Like sev­eral other dishes, the huevos rancheros are highly cus­tom­iz­a­ble — a “have it your way” qual­ity that might please choosy din­ers but prob­a­bly ex­hausts the wait staff. Do you pre­fer corn or flour tor­tillas? How do you want your eggs? Red or green chile or both? Black beans, pinto beans, or re­fritos? Would you like to add hash browns? You’ll pay extra for that last op­tion, by the way, but that stra­tum of starchy­crisp pota­toes is worth it in my book. And though my eggs were a touch un­der­cooked, the kitchen came closer to a good over-medium than most other places in town seem ca­pa­ble of.

The Frito pie is a fine spec­i­men, a gen­er­ous lay­ered bowl of salty corn curls, ground beef, beans, cheese, and red or green chile that’s piled high with let­tuce and tomato. The pork car­ni­tas bring you large hunks of smoky, salty meat served on one of those ar­che­typal siz­zling fa­jita skil­lets, along with giant rings of per­fectly grilled onions and blis­tered whole jalapeños. Along­side are a bowl of light-green salsa verde, corn or flour tor­tillas, and a plate of­fer­ing a gen­er­ous pud­dle of pinto or black beans, sliced but­tery av­o­cado, let­tuce, and tomato. Or you could stuff a bur­rito with al­most any­thing, in­clud­ing roast beef, but that’s sadly skip­pable — even a healthy slather­ing of bright and spicy red chile can’t make amends for soft, gray over­cooked meat.

On the less-carne-cen­tric end of the spec­trum is a veg­e­tar­ian enchilada that con­tains not just cheese or beans but ac­tual veg­eta­bles — broc­coli, mush­rooms, scal­lions, car­rots, and pep­pers. I chose cal­abac­i­tas as a side, but it was bland and a lit­tle too wa­tery and slip­pery for my taste.

The so-called gua­camole salad turns out to be two tor­tilla shell cups over­flow­ing with fresh, gar­licky gua­camole — the “salad” part of the name ap­par­ently refers to the chopped let­tuce they’re nes­tled in. The non­com­mit­tal “sea­sonal” pric­ing of the dish made me wary, though; when the check ar­rived, I braced for a dou­ble-digit price tag, only to re­al­ize this lav­ish plate of food would run me a mere eight bucks. This may be the best ap­pe­tizer deal in town.

Both the red and the green chiles — the lat­ter of­ten a deep forest green — are solid, with heat lev­els that’ll tin­gle your tongue but won’t blow your mind. Both black and pinto beans are ex­em­plary, but the re­fritos are some­thing spe­cial: smooth and salty and highly ad­dic­tive.

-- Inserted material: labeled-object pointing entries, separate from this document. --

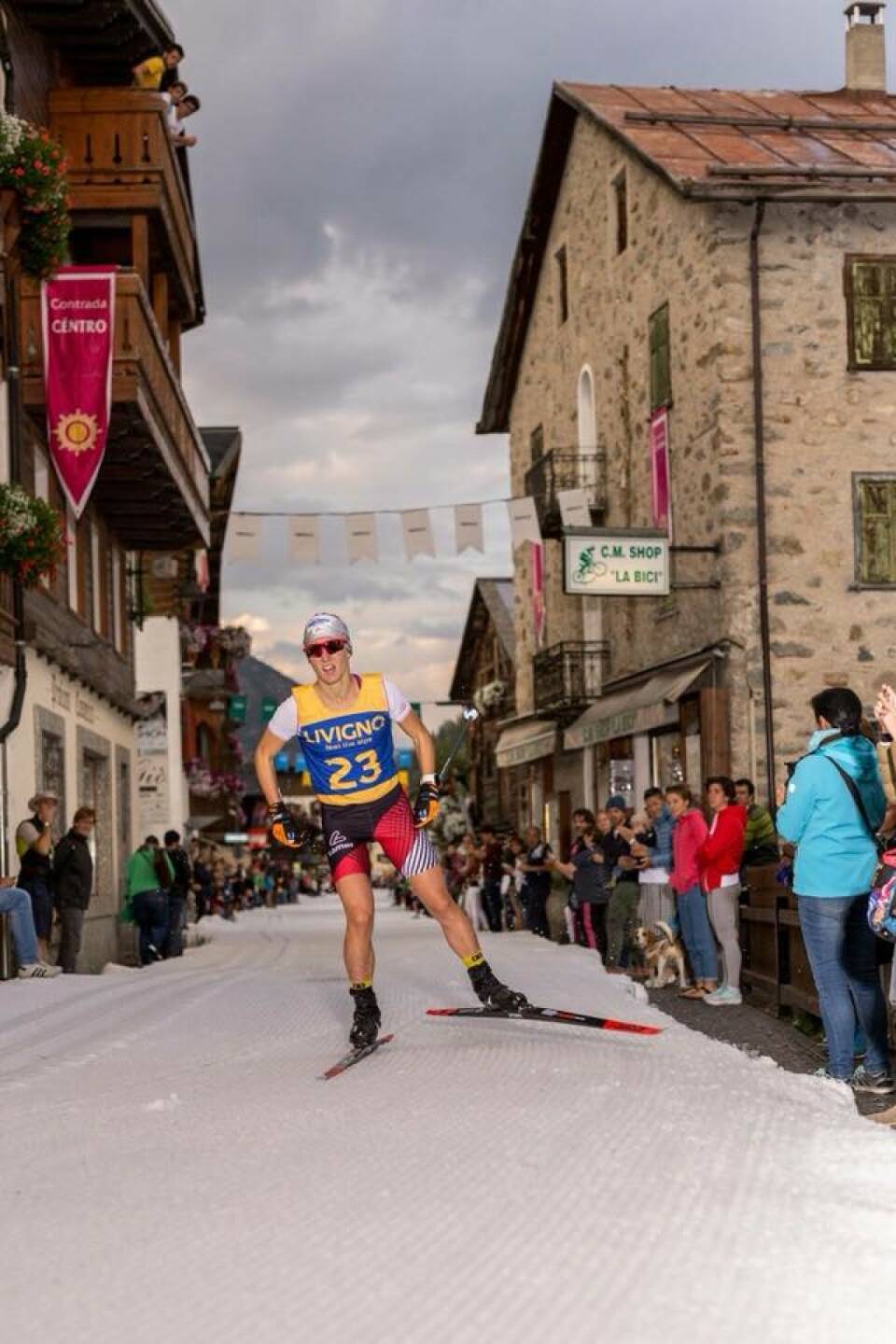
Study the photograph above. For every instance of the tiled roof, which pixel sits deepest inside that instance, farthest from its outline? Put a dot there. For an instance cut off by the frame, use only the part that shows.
(492, 602)
(709, 144)
(735, 143)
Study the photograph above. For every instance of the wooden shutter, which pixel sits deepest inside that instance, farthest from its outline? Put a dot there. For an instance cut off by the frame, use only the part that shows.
(871, 308)
(660, 362)
(877, 530)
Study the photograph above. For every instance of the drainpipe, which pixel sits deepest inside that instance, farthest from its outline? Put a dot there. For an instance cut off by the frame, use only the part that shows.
(21, 672)
(762, 542)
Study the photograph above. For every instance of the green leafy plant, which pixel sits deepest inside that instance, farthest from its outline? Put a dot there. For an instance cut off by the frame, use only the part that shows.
(33, 537)
(34, 165)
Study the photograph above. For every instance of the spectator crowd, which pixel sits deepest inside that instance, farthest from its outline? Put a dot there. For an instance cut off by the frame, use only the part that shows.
(672, 873)
(160, 73)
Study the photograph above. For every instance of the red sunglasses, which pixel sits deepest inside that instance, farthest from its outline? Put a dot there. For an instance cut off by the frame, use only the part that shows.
(317, 651)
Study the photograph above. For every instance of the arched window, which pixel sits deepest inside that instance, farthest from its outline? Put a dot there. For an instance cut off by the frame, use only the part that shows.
(587, 421)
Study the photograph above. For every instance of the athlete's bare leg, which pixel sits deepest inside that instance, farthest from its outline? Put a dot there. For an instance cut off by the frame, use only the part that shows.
(357, 894)
(458, 931)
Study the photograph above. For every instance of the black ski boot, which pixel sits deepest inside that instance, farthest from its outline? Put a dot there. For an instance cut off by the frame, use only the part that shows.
(491, 992)
(367, 1017)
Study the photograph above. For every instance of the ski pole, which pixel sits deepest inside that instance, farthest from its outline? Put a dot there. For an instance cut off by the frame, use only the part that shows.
(469, 715)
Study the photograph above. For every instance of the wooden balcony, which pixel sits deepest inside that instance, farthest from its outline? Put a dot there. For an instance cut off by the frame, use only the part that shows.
(7, 622)
(568, 677)
(566, 469)
(153, 483)
(122, 168)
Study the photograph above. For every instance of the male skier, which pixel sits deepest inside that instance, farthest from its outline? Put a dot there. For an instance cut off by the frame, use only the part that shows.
(344, 723)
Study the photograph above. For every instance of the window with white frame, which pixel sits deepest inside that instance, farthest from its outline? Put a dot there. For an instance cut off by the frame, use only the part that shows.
(72, 528)
(117, 613)
(95, 578)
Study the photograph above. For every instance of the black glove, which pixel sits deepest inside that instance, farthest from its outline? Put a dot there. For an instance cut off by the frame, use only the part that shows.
(285, 827)
(427, 804)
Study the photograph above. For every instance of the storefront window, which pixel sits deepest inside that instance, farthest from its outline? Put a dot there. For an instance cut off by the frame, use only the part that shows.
(665, 760)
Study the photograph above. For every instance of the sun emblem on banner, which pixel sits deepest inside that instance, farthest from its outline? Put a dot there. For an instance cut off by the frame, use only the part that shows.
(77, 431)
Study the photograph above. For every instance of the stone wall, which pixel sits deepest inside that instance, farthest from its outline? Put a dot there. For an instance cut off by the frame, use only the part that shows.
(822, 424)
(670, 259)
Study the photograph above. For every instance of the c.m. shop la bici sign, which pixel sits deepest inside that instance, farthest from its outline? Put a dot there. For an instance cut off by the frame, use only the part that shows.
(603, 564)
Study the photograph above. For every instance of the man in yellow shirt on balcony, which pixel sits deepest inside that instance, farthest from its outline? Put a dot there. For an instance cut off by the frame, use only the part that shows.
(159, 72)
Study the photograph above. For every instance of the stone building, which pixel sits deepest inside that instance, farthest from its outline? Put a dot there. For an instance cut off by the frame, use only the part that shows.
(483, 677)
(728, 257)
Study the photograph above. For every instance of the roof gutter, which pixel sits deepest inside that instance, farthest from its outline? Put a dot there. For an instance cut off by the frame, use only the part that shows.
(759, 461)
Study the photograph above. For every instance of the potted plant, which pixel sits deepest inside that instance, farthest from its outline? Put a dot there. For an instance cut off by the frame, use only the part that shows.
(33, 537)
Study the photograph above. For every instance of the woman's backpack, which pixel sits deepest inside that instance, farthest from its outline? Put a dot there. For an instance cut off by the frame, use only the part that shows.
(881, 900)
(162, 868)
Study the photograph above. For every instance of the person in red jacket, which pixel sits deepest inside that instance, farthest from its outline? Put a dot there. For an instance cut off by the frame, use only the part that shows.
(719, 859)
(687, 840)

All of this is a long way of say­ing Tor­tilla Flats is worth a visit, es­pe­cially if all you re­ally need is a lib­eral serv­ing of com­fort­ing, homey New Mex­i­can food in a friendly en­vi­ron­ment. Stein­beck was known for cel­e­brat­ing the beauty of sim­ple things, and that seems like a per­fect summary of what’s hap­pen­ing at Tor­tilla Flats.